How to read/write Word docx files in Python

python-read-write-word-docx-files-feature-image

In this tutorial, we’re gonna look at way to use python-docx module to read, write Word docx files in Python program.

Word documents

Word .docx file has more structures than plain text. With python-docx module, we have 3 different data types:
– a Document object for entire document.
Paragraph objects for the paragraphs inside Document object.
– Each Paragraph object contains a list of Run objects.

read-write-word-docx-files-in-python-docx-module-docx-file

Read/Write Word docx files in Python

Install python-docx module

Open cmd, then run:
pip install python-docx

Once the installation is successful, we can see docx folder at Python\Python[version]\Lib\site-packages.
(In this tutorial, we use python-docx 0.8.10)

Now we can import the module by running import docx.

Read docx file

Open file

We call docx.Document() function and pass the filename to open a docx file under a Document object.


>>> import docx
>>> gkzDoc = docx.Document('ozenero.docx')

Get paragraphs

Document object has paragraphs attribute that is a list of Paragraph objects.


>>> gkzDoc = docx.Document('ozenero.docx')

>>> len(gkzDoc.paragraphs)
4
>>> gkzDoc.paragraphs[0].text
'JavaSampleApproach.com was the predecessor website to ozenero.com.'
>>> gkzDoc.paragraphs[1].text
'In this brandnew site, we don\u2019t only focus on Java & Javascript Technology but also approach to other technologies & frameworks, other fields of computer science such as Machine Learning and Testing. All of them will come to you in simple, feasible, practical and integrative ways. Then you will feel the connection of everything.'
>>> gkzDoc.paragraphs[2].text
'What does ozenero mean?'
>>> gkzDoc.paragraphs[3].text
'Well, ozenero is derived from the words grok and konez.'

Get full-text

To get full-text of the document, we will:
- open the Word document
- loop over all Paragraph objects and then appends their text


>>> import docx
>>> gkzDoc = docx.Document('ozenero.docx')

>>> fullText = []
>>> for paragraph in doc.paragraphs:
...     fullText.append(paragraph.text)
...

>>> fullText
[
'JavaSampleApproach.com was the predecessor website to ozenero.com.',
'In this brandnew site, we don\u2019t only focus on Java & Javascript Technology but also approach to other technologies & frameworks, other fields of computer science such as Machine Learning and Testing. All of them will come to you in simple, feasible, practical and integrative ways. Then you will feel the connection of everything.',
'What does ozenero mean?',
'Well, ozenero is derived from the words grok and konez.'
]

# add 2 lines between paragraphs and merge them all
>>> '\n\n'.join(fullText)

Write docx file

Create Word document

We call docx.Document() function to get a new, blank Word Document object.


>>> import docx
>>> gkzDoc = docx.Document()
>>> gkzDoc

Save Word Document

When everything's done, we must use save('filename.docx') Document's method with filename to save the Document object to a file.

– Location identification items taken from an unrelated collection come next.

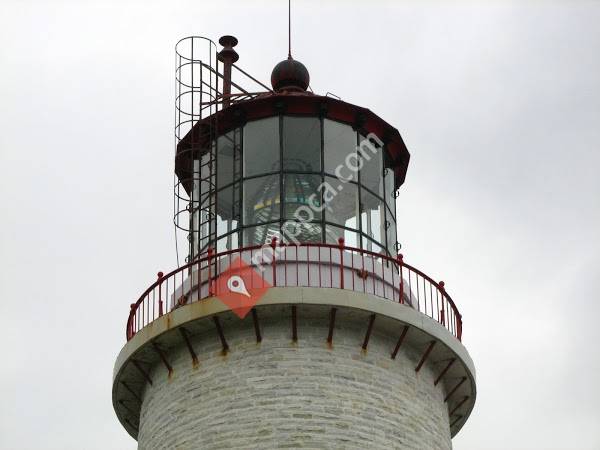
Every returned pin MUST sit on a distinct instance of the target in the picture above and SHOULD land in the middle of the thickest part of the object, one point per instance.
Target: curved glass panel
(281, 180)
(339, 141)
(341, 205)
(371, 173)
(261, 234)
(302, 144)
(372, 217)
(261, 147)
(388, 181)
(333, 234)
(261, 200)
(228, 158)
(297, 232)
(391, 235)
(302, 199)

>>> gkzDoc.save('ozenero.docx')

Add Paragraphs

We use add_paragraph() Document's method to add a new paragraph and get a reference to this Paragraph object.

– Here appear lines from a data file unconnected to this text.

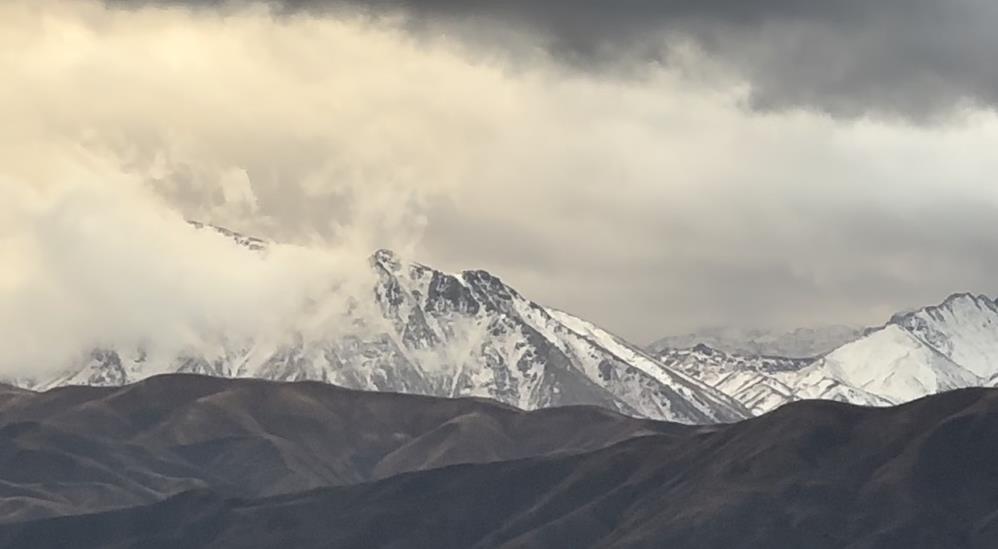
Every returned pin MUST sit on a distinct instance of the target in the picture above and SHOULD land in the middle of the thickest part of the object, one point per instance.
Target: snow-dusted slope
(964, 328)
(797, 343)
(895, 365)
(938, 348)
(763, 383)
(441, 334)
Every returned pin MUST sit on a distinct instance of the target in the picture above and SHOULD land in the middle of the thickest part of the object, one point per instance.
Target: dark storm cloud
(919, 59)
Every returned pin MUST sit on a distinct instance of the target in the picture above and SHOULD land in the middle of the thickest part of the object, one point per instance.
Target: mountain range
(424, 331)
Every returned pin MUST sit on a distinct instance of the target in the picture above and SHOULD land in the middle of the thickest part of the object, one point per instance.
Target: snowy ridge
(939, 348)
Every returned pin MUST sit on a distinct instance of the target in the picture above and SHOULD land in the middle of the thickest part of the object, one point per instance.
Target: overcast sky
(653, 166)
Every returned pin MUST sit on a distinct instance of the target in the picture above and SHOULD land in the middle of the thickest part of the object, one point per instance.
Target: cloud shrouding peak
(649, 205)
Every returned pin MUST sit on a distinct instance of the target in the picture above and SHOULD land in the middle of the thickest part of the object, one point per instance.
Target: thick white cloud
(649, 204)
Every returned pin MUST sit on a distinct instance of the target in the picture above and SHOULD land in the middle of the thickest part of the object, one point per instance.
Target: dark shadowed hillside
(80, 449)
(811, 474)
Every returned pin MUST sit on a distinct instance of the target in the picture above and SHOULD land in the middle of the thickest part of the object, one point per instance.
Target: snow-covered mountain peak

>>> gkzDoc.add_paragraph('ozenero.com for developers!')

We can add text to the end of an existing Paragraph object using Paragraph’s add_run(text) method.


>>> para1 = gkzDoc.add_paragraph('1- Python Tutorials')
>>> para2 = gkzDoc.add_paragraph('2- Tensorflow Tutorials')
>>> para1.add_run(' - Basics')

Result in ozenero.docx:

read-write-word-docx-files-in-python-docx-module-add-paragraphs

To make text styled, we add Run with text attributes.


>>> para2.add_run(' - ')

>>> para2.add_run('Machine Learning').bold = True
>>> para2.add_run(' Tutorials').italic = True

# both bold and italic
>>> para3 = gkzDoc.add_paragraph()
>>> runner = para3.add_run('3- Big Data Tutorials')
>>> runner.bold = True
>>> runner.italic = True

>>> gkzDoc.save('ozenero.docx')

Result in ozenero.docx:

read-write-word-docx-files-in-python-docx-module-add-paragraphs-add-runs

These are some text attributes:
- bold
- italic
- underline
- strike (strikethrough)
- double_strike (double strikethrough)
- all_caps (capital letters)
- shadow
- outline
- rtl (right-to-left)

Add Headings

We use Document's add_heading(heading, i) method to add a paragraph with heading style with i argument from 0 to 9 for heading levels.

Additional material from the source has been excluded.